Bowman torció la boca y se preguntó si sería correcto.

—¿No necesitan una orden para ver sus cosas?

—Estamos intentando encontrarla, no meterla en la cárcel. Una orden podría tardar un día o así y, entretanto, perderíamos un tiempo precioso —respondió Hunter rápidamente.

—Está en el vestuario de mujeres.

—Solo tardaremos cinco minutos, dígale a quien haya dentro que se vista —dijo García.

Un breve silencio prosiguió.

—Aquí estamos perdiendo tiempo —presionó Hunter.

—Está bien. —Bowman cedió finalmente—. Denme unos minutos, le pediré a las recepcionistas que lo anuncien.

Hunter estudió a Bowman mientras hablaba brevemente desde el teléfono de su despacho.

—¿Está seguro de que no nos hemos conocido antes? Me resulta muy familiar —le preguntó Hunter en cuanto colgó el teléfono.

—Salgo en varias revistas de culturismo. Soy competidor profesional. Usted parece cuidarse. ¿Compra alguna revista de gimnasia? —contestó Bowman.

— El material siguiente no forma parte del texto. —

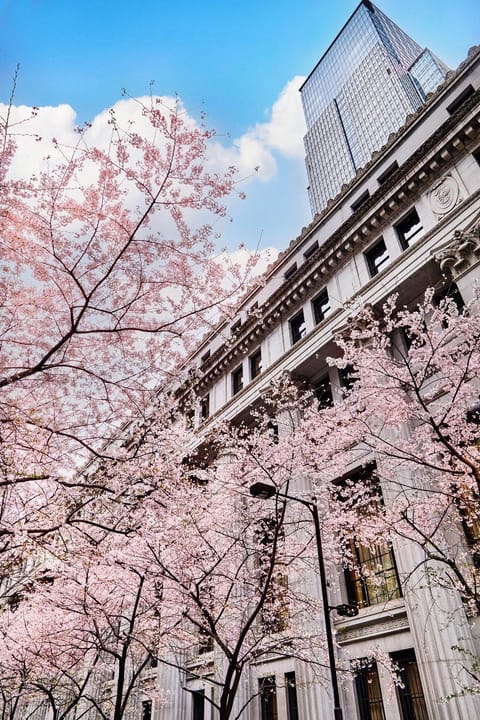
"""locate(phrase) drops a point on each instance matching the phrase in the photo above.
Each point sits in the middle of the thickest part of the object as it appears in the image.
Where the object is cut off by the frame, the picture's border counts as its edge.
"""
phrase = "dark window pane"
(292, 702)
(376, 257)
(409, 228)
(268, 697)
(205, 407)
(321, 306)
(291, 271)
(237, 380)
(298, 328)
(410, 697)
(147, 710)
(323, 391)
(256, 364)
(198, 704)
(367, 687)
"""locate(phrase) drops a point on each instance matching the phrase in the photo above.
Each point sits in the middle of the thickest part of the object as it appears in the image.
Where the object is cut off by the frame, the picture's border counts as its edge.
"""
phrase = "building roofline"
(369, 5)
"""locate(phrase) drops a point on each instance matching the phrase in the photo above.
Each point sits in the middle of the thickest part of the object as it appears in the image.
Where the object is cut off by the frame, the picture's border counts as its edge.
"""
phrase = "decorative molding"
(374, 629)
(462, 251)
(444, 195)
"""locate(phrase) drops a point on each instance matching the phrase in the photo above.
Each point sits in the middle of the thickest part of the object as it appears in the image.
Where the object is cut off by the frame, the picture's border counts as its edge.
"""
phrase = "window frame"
(237, 380)
(297, 331)
(405, 240)
(255, 367)
(321, 309)
(375, 264)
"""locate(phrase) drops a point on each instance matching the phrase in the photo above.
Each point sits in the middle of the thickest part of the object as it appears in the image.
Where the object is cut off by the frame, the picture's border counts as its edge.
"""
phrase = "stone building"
(410, 219)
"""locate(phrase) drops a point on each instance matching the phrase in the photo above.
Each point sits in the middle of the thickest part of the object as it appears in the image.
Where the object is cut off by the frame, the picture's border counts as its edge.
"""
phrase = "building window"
(147, 710)
(237, 380)
(268, 697)
(372, 577)
(387, 173)
(376, 257)
(360, 200)
(408, 229)
(198, 705)
(367, 688)
(460, 99)
(347, 377)
(410, 694)
(255, 364)
(321, 306)
(298, 329)
(291, 691)
(310, 251)
(205, 407)
(291, 271)
(205, 642)
(274, 613)
(449, 292)
(323, 392)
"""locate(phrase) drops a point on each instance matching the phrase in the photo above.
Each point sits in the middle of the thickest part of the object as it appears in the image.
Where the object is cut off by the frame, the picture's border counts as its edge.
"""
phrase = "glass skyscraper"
(367, 82)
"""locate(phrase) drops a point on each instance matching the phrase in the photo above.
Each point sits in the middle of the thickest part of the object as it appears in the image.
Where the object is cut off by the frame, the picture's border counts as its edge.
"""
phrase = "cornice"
(395, 195)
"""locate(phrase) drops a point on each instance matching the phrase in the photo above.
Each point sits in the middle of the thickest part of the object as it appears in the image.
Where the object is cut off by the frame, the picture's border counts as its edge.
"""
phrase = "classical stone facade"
(415, 223)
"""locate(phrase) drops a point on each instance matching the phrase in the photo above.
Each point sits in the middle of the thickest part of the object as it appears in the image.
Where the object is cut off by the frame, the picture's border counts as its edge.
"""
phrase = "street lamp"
(264, 491)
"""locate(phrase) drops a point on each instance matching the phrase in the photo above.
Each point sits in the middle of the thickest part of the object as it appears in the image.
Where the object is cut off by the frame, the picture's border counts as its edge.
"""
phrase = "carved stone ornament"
(444, 195)
(462, 252)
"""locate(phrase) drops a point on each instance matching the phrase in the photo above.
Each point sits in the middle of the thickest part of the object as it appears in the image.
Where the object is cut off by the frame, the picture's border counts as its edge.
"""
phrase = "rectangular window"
(323, 392)
(198, 705)
(236, 326)
(255, 364)
(376, 257)
(410, 694)
(298, 329)
(310, 251)
(360, 200)
(460, 99)
(347, 377)
(321, 306)
(147, 710)
(237, 380)
(267, 689)
(367, 688)
(291, 691)
(408, 229)
(205, 407)
(387, 173)
(371, 576)
(291, 271)
(372, 579)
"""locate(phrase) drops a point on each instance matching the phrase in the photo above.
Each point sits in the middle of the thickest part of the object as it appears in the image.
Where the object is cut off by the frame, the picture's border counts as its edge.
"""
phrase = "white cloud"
(253, 153)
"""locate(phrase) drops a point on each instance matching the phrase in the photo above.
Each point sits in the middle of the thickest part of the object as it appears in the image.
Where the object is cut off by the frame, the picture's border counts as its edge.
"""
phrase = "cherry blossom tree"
(108, 275)
(399, 456)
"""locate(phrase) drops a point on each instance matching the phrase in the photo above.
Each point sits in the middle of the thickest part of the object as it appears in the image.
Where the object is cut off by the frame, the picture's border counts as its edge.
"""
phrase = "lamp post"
(264, 491)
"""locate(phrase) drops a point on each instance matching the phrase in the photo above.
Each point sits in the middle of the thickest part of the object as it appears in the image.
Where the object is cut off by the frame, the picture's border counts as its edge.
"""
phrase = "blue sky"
(231, 60)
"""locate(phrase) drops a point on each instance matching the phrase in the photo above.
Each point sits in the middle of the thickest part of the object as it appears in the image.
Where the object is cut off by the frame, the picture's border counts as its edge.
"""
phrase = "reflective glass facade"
(368, 81)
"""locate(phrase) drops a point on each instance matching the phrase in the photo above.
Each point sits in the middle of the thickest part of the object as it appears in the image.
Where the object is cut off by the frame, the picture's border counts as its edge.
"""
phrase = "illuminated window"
(321, 306)
(198, 705)
(237, 380)
(376, 257)
(255, 364)
(408, 229)
(410, 694)
(267, 689)
(298, 329)
(367, 688)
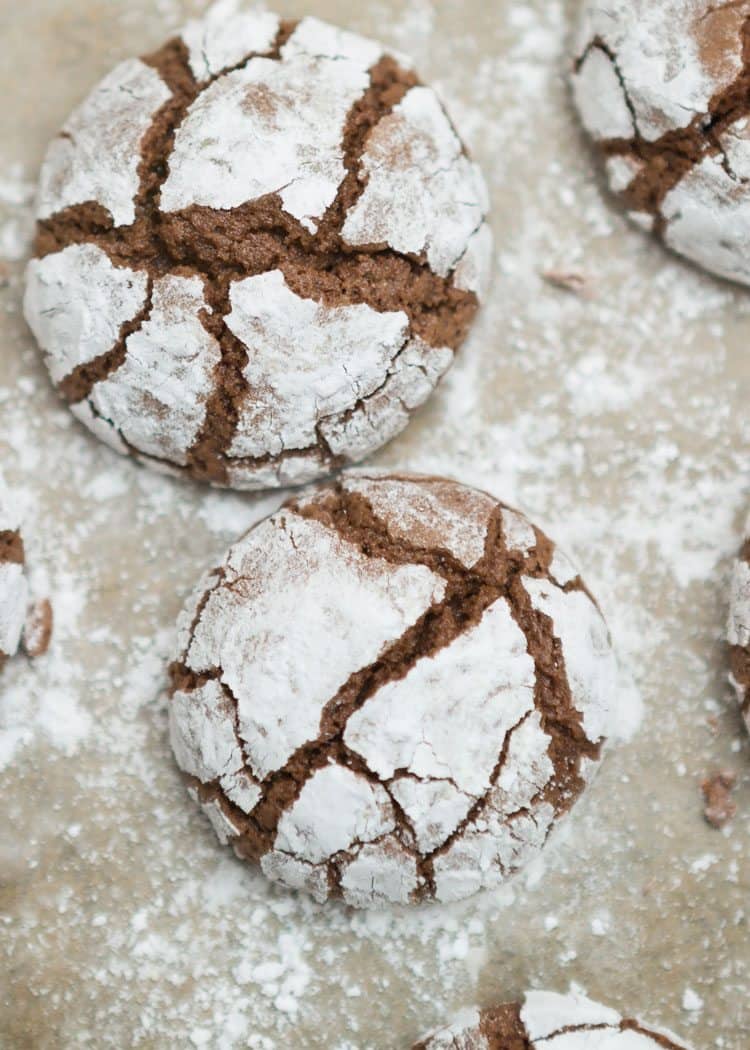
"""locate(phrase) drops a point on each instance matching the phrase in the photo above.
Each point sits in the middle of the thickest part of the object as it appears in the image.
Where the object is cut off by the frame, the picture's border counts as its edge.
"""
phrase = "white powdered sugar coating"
(271, 127)
(448, 759)
(14, 589)
(380, 874)
(550, 1021)
(308, 362)
(664, 55)
(159, 393)
(738, 625)
(280, 627)
(544, 1013)
(97, 154)
(336, 810)
(326, 382)
(485, 683)
(412, 377)
(738, 631)
(518, 532)
(423, 196)
(708, 219)
(620, 419)
(573, 1022)
(647, 69)
(76, 303)
(225, 36)
(600, 98)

Hunter chasqueó los dedos.

—Una o dos, sí. Probablemente, lo conozco de ahí, entonces.

Bowman sonrió a Hunter de manera poco entusiasta.

Diez minutos más tarde se encontraban frente a la taquilla número 365 del vestuario de mujeres. Bowman introdujo un código de seis dígitos para anular el original de Vicki. La pequeña luz del mecanismo de bloqueo cambió de roja a verde y la puerta se abrió con un clic. García había ido a buscar unos guantes de látex al coche y Hunter era quien tenía que revisar sus cosas.

No había mucho dentro. Un par de zapatillas para correr, dos pares de calcetines, pantalones cortos de deporte, un top de mujer y un par de guantes sin dedos para levantar pesas. En la repisa superior encontró lo que necesitaba. Un bote de desodorante en spray y un cepillo. Cogió los dos y los metió en bolsas de plástico separadas.

Bowman observaba en silencio, preguntándose por qué solo tomaban dos objetos y dejaban el resto.